Il convient de savoir et de dire clairement si le libéralisme et sa version extrémiste représenté par l’OMC, peut représenter pour les pays moins développés –pays de l’ACP – Afrique, Caraïbes, Pacifique- une chance d’un développement harmonieux, socialement acceptable, et économiquement rentable. Le bilan de l’Alena, qui en 96, institua une zone de libre-échange entre les USA et le Mexique montre au contraire que la formule libérale précipita la ruine de milliers de paysans et signa la fin de l’autonomie alimentaire du Mexique dépendant pour sa nourriture de base, le maïs, désormais de leur puissant voisin.
Inversement l’entrée de l’Espagne dans le Marché Commun européen et le libre-échange entre son économie arriérée et celle de ses voisins dont la France marqua le début d’une évolution économique spectaculaire aux retombées politiques et démocratiques bénéfiques.
Ce qui signifie clairement qu’il n’y a pas de libre-échangisme bon ou mauvais, bénéfique ou catastrophique, mais des rapports et des complémentarités spécifiques qui peuvent être soit l’un soit l’autre.

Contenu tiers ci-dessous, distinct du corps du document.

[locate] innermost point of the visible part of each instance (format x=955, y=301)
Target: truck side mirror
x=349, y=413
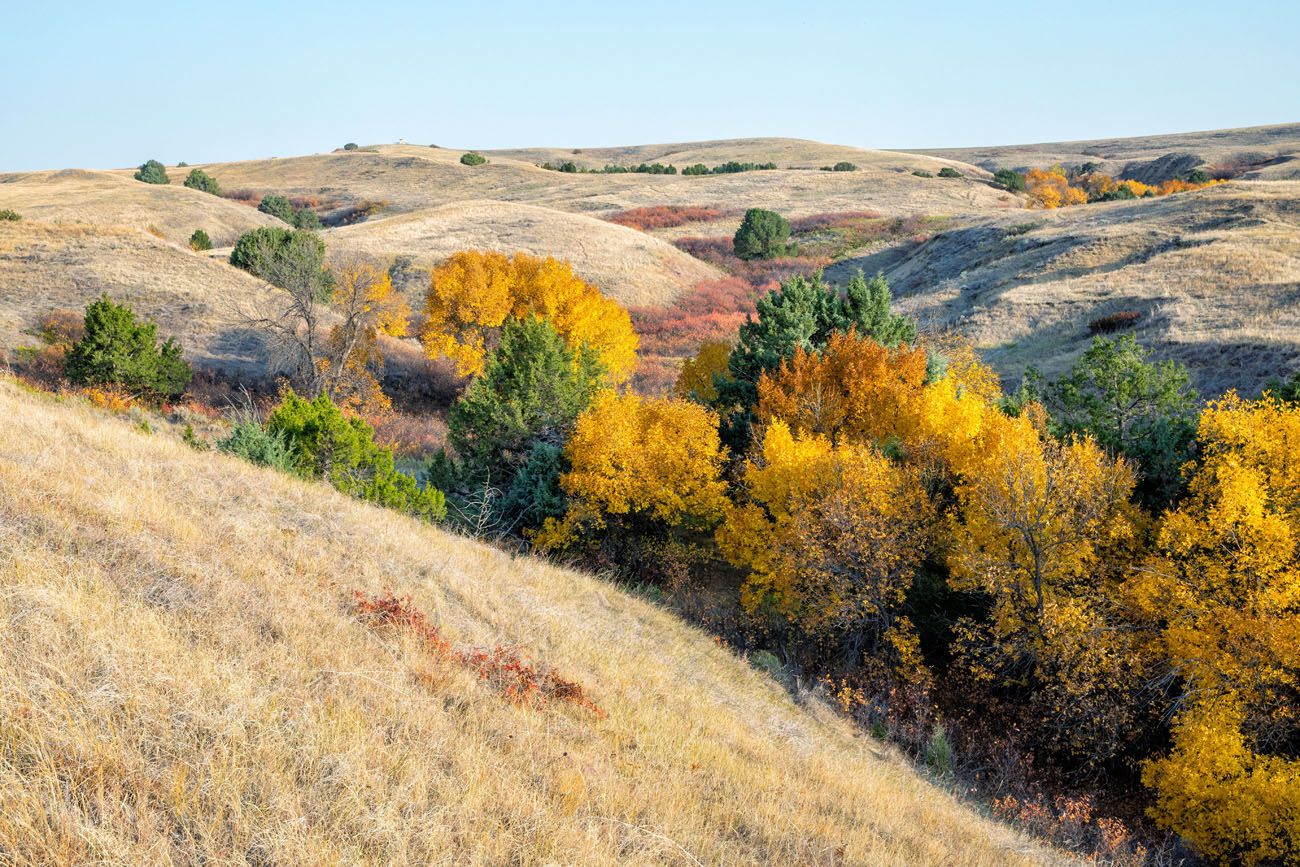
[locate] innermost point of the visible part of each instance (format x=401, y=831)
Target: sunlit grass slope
x=182, y=680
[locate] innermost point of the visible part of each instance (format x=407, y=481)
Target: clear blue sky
x=112, y=85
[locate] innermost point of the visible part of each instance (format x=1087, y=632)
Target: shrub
x=252, y=442
x=118, y=351
x=664, y=216
x=341, y=450
x=286, y=258
x=204, y=182
x=1009, y=180
x=1116, y=321
x=277, y=207
x=763, y=234
x=152, y=172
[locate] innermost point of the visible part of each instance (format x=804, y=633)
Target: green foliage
x=939, y=751
x=116, y=350
x=277, y=207
x=762, y=234
x=252, y=442
x=329, y=445
x=152, y=172
x=287, y=258
x=1009, y=180
x=202, y=181
x=531, y=391
x=1134, y=407
x=802, y=313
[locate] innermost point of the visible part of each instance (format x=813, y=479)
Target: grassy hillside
x=1214, y=274
x=115, y=199
x=182, y=679
x=410, y=178
x=1262, y=152
x=627, y=264
x=194, y=298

En d’autres termes deux économies voisines à des niveaux de développement différent peuvent s’entraider. Deux économies dont les niveaux sont par trop différents -en termes d’investissements, de formation, de richesse naturelles-ne peuvent que conduire à l’absorption du plus faible par le plus puissant.
C'est-à-dire que les directives de l’OMC appliquées aux rapports entre l’UE et les pays de l’ACP conduiraient non à une régression du montant des droits de douane- ce qui est un moindre mal – On est en droit de s’interroger sur la santé d’une économie dont les droits de douanes constitueraient une des principales rentrées budgétaires -mais à une régression de la capacité de développement social et économique des pays de l’ACP signataires.

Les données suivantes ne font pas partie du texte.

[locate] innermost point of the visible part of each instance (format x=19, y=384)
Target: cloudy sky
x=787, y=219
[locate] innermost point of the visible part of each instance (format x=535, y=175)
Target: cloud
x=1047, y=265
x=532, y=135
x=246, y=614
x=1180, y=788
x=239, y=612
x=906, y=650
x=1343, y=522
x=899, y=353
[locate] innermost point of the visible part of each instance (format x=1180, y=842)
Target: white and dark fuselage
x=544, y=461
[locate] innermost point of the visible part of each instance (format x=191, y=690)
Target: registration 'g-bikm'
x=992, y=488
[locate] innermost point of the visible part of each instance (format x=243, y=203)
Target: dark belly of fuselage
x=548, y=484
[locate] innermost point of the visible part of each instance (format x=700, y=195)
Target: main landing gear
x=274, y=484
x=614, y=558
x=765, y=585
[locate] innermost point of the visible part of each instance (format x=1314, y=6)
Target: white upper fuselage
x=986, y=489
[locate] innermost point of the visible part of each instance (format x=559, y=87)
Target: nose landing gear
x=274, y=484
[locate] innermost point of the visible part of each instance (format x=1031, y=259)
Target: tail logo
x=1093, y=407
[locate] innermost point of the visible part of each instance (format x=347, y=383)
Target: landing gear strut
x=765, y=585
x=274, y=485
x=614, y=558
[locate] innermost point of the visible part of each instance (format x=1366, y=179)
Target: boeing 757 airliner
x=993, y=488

Par ailleurs les droits de douane ne peuvent qu’être regardé que comme compensation et non droit c'est-à-dire être évalués en termes d’impact social ( sur l’emploi entre autre) plus qu’en termes de produits. En ce sens ils marquent une volonté de l’Etat, et plus qu’un montant monétaire, ils représentent un sceau qu’il serait extrêmement dommageable sous couvert de développement économique de supprimer. Les directives de l’OMC et en général toutes les approches libérales visent et conduisent à gommer, supprimer, diminuer, faire disparaitre la main mise que les états peuvent avoir sur leur économie, à couper le cordon ombilical entre économie et politique, à restreindre la fonction politique à une fonction de représentation sans pouvoir, un masque, sous laquelle la bonne gouvernance exigée ne porte plus sur rien sinon sur l’apparence- la messe démocratique du vote- et la gestion des déchets sociaux , humains, environnementaux, produits par une sphère, l’économie, sur laquelle elle n’a aucun pouvoir.

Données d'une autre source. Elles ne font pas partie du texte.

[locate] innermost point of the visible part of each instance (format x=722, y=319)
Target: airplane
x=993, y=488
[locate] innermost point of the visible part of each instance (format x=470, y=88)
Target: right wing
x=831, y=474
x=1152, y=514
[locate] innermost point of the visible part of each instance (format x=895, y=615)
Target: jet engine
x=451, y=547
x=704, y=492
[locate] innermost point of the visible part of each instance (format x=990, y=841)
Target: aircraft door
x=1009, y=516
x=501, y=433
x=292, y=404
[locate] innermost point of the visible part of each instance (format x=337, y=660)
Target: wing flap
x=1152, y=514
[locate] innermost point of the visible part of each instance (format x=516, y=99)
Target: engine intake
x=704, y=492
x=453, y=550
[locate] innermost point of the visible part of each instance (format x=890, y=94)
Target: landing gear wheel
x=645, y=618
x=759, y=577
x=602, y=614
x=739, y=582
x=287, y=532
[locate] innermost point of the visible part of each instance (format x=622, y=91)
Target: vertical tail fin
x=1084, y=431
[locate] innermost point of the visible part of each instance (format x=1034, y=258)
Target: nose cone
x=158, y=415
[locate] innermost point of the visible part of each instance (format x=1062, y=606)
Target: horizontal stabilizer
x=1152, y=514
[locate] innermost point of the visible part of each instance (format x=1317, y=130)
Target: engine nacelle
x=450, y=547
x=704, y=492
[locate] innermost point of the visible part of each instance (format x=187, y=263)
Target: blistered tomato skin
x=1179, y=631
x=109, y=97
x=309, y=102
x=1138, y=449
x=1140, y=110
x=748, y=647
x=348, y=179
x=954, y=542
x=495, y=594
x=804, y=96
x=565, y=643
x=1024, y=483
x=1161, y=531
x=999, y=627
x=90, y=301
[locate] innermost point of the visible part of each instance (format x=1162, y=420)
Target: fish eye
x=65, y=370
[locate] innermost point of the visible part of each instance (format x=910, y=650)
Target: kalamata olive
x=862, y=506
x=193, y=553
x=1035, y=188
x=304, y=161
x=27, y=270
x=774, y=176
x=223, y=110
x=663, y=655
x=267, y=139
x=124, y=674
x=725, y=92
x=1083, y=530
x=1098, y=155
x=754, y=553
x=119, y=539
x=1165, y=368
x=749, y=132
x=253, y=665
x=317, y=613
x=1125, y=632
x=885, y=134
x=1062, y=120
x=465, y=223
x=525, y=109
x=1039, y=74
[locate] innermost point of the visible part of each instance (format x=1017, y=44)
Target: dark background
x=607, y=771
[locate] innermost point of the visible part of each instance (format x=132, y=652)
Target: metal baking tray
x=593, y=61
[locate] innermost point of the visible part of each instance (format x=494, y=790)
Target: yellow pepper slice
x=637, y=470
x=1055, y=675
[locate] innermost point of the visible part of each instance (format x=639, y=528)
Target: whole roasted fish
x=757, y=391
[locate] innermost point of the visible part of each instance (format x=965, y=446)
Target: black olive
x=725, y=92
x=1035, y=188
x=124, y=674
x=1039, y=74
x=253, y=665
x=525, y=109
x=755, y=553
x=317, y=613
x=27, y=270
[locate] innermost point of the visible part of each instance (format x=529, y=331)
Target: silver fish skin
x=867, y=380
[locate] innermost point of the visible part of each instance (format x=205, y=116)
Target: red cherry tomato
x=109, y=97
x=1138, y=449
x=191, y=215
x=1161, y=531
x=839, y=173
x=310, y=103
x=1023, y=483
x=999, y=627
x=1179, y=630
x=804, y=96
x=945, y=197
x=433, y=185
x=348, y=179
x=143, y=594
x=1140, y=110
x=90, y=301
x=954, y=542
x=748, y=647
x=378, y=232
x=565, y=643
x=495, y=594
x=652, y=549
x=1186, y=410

Il faut au contraire et j’invite les gouvernements des ACP à réagir vigoureusement autrement que par l’anathème, à des propositions qui viseraient à leur enlever non des droits de douane mais la possibilité d’agir directement sur leur économie et partant sur les sociétés qu’ils gouvernent. IL faut re-installer, le plus rapidement possible, l’Etat au coeur de l’économie du développement. Tous les pays en décollage, dont la Chine, viennent d’en apporter la preuve. Non par des nationalisations qui rappelleraient les fameuses théories de l’industrialisation par substitution et leur échec mais par des accords de partenariat avec les pays développés qui ne passent pas par les produits mais par l’impact de ceux-ci sur le développement. Les sociétés d’économie mixte peuvent en ce sens représenter une porte de sortie dans la mesure où les avantages concédés de l’ouverture aux marchés intérieurs seront compensés non par des droits réciproques identiques ou des droits de douane dont on peut s’amuser à retarder l’échéance mais par des nécessités d’investissement et de formation internes.